Mengunjungi daerah Jawa bagian timur, tepatnya di Kecamatan Tandes, daerah
yang memiliki jumlah penduduk 92.935 jiwa dengan kondisi sosio ekonomi dan
kultural masyarakatnya terbagi dalam beberapa kelompok.
Seperti pada
umumnya masyarakat di Kota Surabaya, penduduk di wilayah Kecamatan Tandes juga
sangat majemuk, baik dari segi agama, sosio kultural, etnis maupun pekerjaan,
sehingga terjadi akulturasi budaya antara penduduk asli dan penduduk pendatang. Hal tersebut dikarenakan beberapa sebab, salah satunya, Tandes merupakan daerah
Industri, di mana hampir separuh penduduknya adalah pendatang.
Sebagian besar
penduduk Kecamatan Tandes adalah santri, meski demikian dalam praktek keagamaan
masyarakatnya terbagi menjadi beberapa kelompok, terbukti dengan berdirinya
tiga bangunan Masjid yang jaraknya sangat berdekatan satu sama lain.

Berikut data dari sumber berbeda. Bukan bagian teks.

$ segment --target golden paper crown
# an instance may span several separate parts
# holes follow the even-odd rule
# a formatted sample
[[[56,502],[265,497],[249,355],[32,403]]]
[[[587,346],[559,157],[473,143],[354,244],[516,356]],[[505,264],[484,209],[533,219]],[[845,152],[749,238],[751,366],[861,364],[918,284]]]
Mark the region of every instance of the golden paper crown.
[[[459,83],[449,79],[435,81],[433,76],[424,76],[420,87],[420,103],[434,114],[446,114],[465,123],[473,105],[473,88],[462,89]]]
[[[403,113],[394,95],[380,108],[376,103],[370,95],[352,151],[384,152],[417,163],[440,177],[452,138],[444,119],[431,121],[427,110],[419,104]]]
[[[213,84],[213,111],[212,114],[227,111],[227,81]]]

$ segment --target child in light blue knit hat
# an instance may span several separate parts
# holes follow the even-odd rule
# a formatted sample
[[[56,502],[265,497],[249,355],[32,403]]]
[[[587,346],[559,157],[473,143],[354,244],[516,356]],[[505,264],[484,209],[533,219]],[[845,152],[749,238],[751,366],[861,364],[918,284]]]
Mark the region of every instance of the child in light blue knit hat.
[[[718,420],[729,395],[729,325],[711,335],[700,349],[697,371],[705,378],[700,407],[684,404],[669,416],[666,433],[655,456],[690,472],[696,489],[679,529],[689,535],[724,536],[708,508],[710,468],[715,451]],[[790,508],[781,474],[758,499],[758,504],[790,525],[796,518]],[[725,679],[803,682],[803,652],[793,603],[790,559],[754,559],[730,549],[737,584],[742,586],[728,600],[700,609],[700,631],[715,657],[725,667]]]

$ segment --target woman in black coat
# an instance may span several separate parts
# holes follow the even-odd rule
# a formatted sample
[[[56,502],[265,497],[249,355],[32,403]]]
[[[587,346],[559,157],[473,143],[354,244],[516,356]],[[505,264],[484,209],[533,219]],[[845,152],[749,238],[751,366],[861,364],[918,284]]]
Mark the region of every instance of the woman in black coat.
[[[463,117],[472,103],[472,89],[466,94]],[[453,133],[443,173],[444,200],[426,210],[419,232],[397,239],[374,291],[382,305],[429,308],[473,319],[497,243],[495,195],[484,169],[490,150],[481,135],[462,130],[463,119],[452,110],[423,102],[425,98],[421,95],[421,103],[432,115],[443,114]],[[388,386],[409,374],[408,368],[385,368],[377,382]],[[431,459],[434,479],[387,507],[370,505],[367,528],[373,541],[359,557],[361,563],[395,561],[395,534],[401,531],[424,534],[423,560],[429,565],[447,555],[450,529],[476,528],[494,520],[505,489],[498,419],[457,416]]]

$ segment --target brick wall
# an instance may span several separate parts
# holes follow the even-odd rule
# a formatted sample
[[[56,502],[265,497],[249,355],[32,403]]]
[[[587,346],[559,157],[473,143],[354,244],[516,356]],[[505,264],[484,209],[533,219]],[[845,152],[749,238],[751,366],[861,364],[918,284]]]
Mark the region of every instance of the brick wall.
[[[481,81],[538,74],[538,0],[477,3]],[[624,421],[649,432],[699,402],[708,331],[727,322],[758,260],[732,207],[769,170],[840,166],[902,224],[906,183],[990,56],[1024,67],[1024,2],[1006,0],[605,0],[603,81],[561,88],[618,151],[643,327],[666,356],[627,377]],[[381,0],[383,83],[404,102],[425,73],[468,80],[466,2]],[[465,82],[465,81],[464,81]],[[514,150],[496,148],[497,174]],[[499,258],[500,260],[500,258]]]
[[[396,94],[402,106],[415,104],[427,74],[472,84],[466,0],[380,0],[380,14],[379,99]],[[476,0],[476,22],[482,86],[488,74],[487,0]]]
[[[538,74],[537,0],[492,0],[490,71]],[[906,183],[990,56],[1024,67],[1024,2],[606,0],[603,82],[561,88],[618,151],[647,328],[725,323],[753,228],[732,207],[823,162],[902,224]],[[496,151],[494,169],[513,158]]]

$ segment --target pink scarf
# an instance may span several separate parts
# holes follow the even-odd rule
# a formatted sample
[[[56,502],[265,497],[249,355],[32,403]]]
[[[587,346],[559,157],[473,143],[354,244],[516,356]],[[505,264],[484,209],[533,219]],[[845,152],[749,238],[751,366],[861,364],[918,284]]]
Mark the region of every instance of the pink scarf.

Meski
demikian, baik pengurus masjid maupun masyarakat sekitar tetap hidup rukun.
Tepatnya, di Jalan Raya Manukan, ada tiga masjid besar yang
jarak antara satu dengan yang lainnya teramat dekat, ternyata memang diketahui ketiga masjid tersebut
mempunyai jamaah yang sama-sama besar.
Akan tetapi, jamaahnya berbeda pandangan dalam
memahami pesan agama (Islam), yaitu Masjid Nasuha berkultur NU, Masjid Sirotol
Mustaqim yang berafiliasi ke Lembaga Dakwah Islam Indonesia (LDII), dan Masjid
At Taqwa milik warga Muhammadiyah.
Ditemui diruang
kerjanya, di Kantor Urusan Agama (KUA), Kec. Tandes, Ketua Majelis Ulama Indonesia (MUI), KH. Moesleh Saridjan
mengungkapkan, kabar keharmonisan yang sudah
tersebar luas tersebut memang benar adanya.
“Ya meski mereka beda soal memahami ajaran agama, mereka selalu harmonis,
rukun dan Alhamdulillah, sampai hari ini, belum ada hal-hal yang negatif,” ungkapnya. Dalam kegiatan keseharian, lanjutnya, masjid-masjid tersebut membagi waktu kapan suara
sound sistem harus keluar dan tidak, sehingga satu sama lain tidak saling terganggu.